SSLCipherSUite ECDHE-ECDSA-AES256-GCM-SHA384:ECDHE-RSA-AES256-GCM-SHA384:ECDHE-ECDSA-CHACHA20-POLY1305:ECDHE-RSA-CHACHA20-POLY1305:ECDHE-ECDSA-AES128-GCM-SHA256:ECDHE-RSA-AES128-GCM-SHA256
SSLHonorCipherOrder on
Une fois les motifs faites,redémarrez apache en utilisant:
sudo systemctl restart apache2
3. Directives HSTS et CAA record (DNS Certification Authority Authorization )
La directive HSTS permets de forcer via votre serveur une connexion sécurisée sur votre site web.
Je vous invite à lire cet article qui explique bien et de manière simple ce que c’est.
Premièrement, assurez-vous que les headers soient actifs sur votre serveur apache.
Pour activer les headers:
sudo a2enmod headers systemctl restart apache2
Pour activer la directive:
modifier le fichier /etc/apache2/sites-enabled/000-default-le-ssl.conf
ajouter ceci dans le fichier de configuration:
#HSTS directive
Header always set Strict-Transport-Security “max-age=31536000;includeSubDomains;preload”
Redémarrer Apache pour que le changement soit pris en compte.
CAA record:
Définition:DNS Certification Authority Authorization (CAA) est une spécification basée sur le DNS permettant au titulaire d’un nom de domaine de lister les autorités de certification (CA) qui sont autorisées à délivrer des certificats pour ce domaine.
Vous devez donc pour pouvoir créer ce record avoir accès aux records DNS du domaine que vous possédez.
Dans notre cas, l’autorité de certification est let’s encrypt.
Pour un sous domaine nommé “test” par exemple, celà donnera ceci:
test 1800 IN CAA 0 issue "letsencrypt.org"

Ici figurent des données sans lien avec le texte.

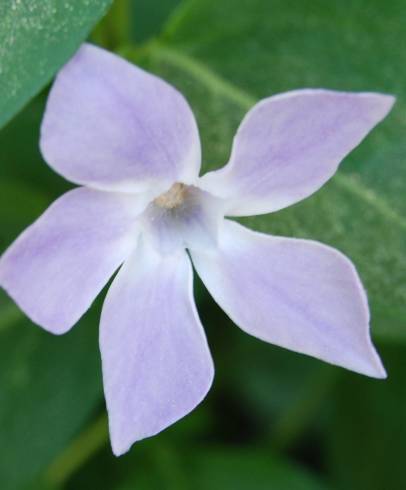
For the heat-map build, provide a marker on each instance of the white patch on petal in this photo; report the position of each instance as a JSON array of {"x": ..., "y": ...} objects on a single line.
[{"x": 183, "y": 217}]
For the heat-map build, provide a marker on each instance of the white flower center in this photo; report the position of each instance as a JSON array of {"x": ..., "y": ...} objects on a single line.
[
  {"x": 172, "y": 198},
  {"x": 185, "y": 216}
]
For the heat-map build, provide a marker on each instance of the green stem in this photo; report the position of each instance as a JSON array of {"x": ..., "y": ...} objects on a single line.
[{"x": 78, "y": 452}]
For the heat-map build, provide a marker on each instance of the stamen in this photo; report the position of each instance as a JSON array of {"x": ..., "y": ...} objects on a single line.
[{"x": 172, "y": 198}]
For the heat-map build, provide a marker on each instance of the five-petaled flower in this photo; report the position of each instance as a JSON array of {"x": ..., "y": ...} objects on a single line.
[{"x": 131, "y": 142}]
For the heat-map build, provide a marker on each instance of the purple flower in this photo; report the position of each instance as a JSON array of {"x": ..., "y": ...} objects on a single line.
[{"x": 131, "y": 141}]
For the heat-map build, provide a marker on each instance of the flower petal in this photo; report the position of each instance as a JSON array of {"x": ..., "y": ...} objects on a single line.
[
  {"x": 289, "y": 145},
  {"x": 110, "y": 125},
  {"x": 297, "y": 294},
  {"x": 156, "y": 363},
  {"x": 56, "y": 268}
]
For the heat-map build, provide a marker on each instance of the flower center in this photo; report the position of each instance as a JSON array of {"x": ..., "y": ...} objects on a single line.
[{"x": 172, "y": 198}]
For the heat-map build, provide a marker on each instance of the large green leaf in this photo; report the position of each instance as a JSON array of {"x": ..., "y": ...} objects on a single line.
[
  {"x": 36, "y": 38},
  {"x": 367, "y": 432},
  {"x": 216, "y": 467},
  {"x": 265, "y": 48},
  {"x": 49, "y": 387}
]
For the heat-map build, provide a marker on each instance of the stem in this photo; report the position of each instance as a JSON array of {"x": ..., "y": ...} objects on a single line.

Pour un certificat wildcard couvrant l’ensemble du domaine exemple.com :
exemple.com 1800 IN CAA 0 issuewild "letsencrypt.org"
Si vous souhaitez être notifié des violations de la police, vous pouvez créer le record ci-dessous qui doit contenir l’adresse mail sur laquelle vous souhaitez être notifié de la violation.
exemple.com CAA 0 iodef "adresse@exemple.com"
Voilà,avec ceci, vous devriez obtenir un grade A+ sur les tests qualys SSL,et une bonne implémentation de TLS sur votre serveur.
Pour sécuriser d’avantage votre serveur web, il existe d’autres headers et directives côté serveur.J’aborderai probablement celles-ci dans un autre article.